In that sense, this column is an archetype of all Douthat columns.  Rather than speak to the many ways our society makes parenting difficult at the best of times*; rather than a curious examination of why young couples might choose not to be parents; rather than wonder why we need yet another book reassuring parents the choice to become parents is a good choice; rather than all this, Douthat makes the entire column about why he, Ross Douthat, is better than those whose life choices are different.  Rather than write a column about family or social policy, Douthat writes yet another in a long string of columns about Ross Douthat.

What's disturbing about this particular offering, however, is Douthat's transparent narcissism.  There is no pretense that Douthat is going to speak to issues beyond his own private concerns as reflective of some broader trends.  The column is textbook narcissism.  His ending flourish - I'm a better person because I'm miserable being a parent! - has the added benefit of him trying to convince himself there is some truth there.
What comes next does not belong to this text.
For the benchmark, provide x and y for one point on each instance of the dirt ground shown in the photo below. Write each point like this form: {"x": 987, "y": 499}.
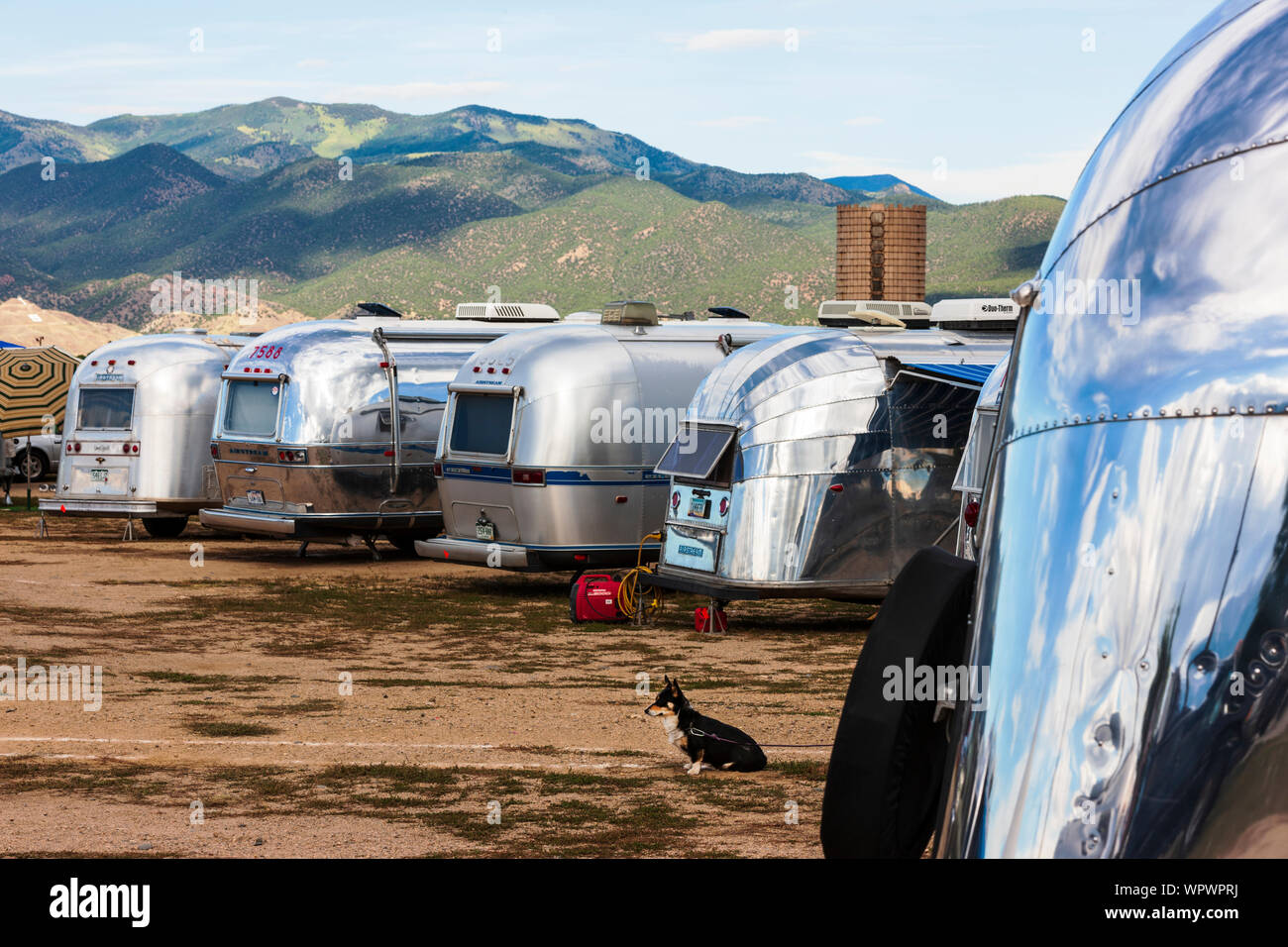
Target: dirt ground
{"x": 478, "y": 722}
Deeper than the narcissism, however; deeper than the obvious fear that he has not, in fact, made a choice that brings happiness; deeper than these, however, is a kind of roiling envy mixed with anger.  Those in his, Douthat's, cohort who have chosen to eschew parenthood, Douthat imagines laughing at him for his own choice.  Leaping off the page is the fear they might be right.  As I wrote on Facebook, the words are stitched together in such a way they barely hold back this anger.  For this reason alone, this column is not just bad, but horrifying in a disturbing, creepy way.  As the world is all about Ross Douthat, those to whom his imagination leaps as sniggering at his becoming a father (as if anyone outside his friends and family care one way or another) are not people who have made different choices.  It isn't even, as his words claim, they are somehow less morally upright in their choices.  There is, between the words and paragraphs, the sense that Douthat sees them as some kind of threat.  That it is obvious Douthat fears they may also be correct in their choices makes this threat even more dire.

Never mind those against whom Douthat writes are creations of his odd mind.  Never mind that the complexities and difficulties of parenting don't seem to be a concern in a column ostensibly about parenting.  Never mind that not becoming a parent is a choice as filled with moral uprightness as any other.  Never mind all these things.  Seething, barely contained by the linguistic conventions of sentences and paragraphs, with punctuation serving as stitches to hold back the tide, is rage that others are living their lives as a judgment upon his choices.  It is really quite frightening to read.  One wonders how he operates day-to-day, interacting with others without flying in to blind rage at all the imagined slights to his life choices evident in our social life.

Having read this column, I, for one have at least learned not to read him again.  I will, however, wait for the inevitable break.  It is bound to come.  People with this kind of anger inside them usually do, somehow.

*In light of the verdict in the Michael Dunn murder trial, such a column would certainly have some resonance.  A teenager doing what teenagers do is murdered by a man terrified of a group of black teenagers being teenagers.  No matter what we do as parents, we cannot protect them all the time, and that should terrify anyone.